Currently, these workers had to book a bed themselves through the online system.

“We are already aware there is limited MIQ space until December and the pause will make that delay even bigger given we’re working through visa applications, we’re working with the Government and the entire process needs to be improved, simplified and made more practical,” he said.

Mackle says tagging those MIQ spaces to an approved visa was an easy, practical change the Government could make, not just for the dairy industry, but for other sectors also facing staffing shortages.

“If we are going to be in this situation for some time to come, we have got to get this process more streamlined,” he said.

“It’s very frustrating out there for everyone.”

He recalled an email from a short-staffed Southland sharemilker that “brought tears to my eyes” because the farmer did not know how he was going to make it through the rest of the season.

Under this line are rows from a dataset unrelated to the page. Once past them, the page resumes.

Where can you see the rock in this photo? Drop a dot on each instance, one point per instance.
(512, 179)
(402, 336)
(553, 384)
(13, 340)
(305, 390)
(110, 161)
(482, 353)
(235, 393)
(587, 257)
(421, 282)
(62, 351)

The focus, he says, had to be on how to get the immigration system working better in time for next season while at the same time, retaining existing staff and stopping them shifting to other countries because of the promise of residency for their families.

“Migrant workers have told me of their own friends and family who have left for Canada and have continued to go to Australia,” he said.

“If we don’t get this sorted, we’re in trouble, we’ll lose a lot of people to Australia and Canada.”

The promise of residency was a huge attraction because it provided security for their families.

It was tough for the dairy industry to compete with that, he says – but what the Government had to get right was the immigration settings.

“The whole system needs to be looked at. It’s not just one thing, it’s a bunch of things we have to get right and I think the stakes have gone up,” he said.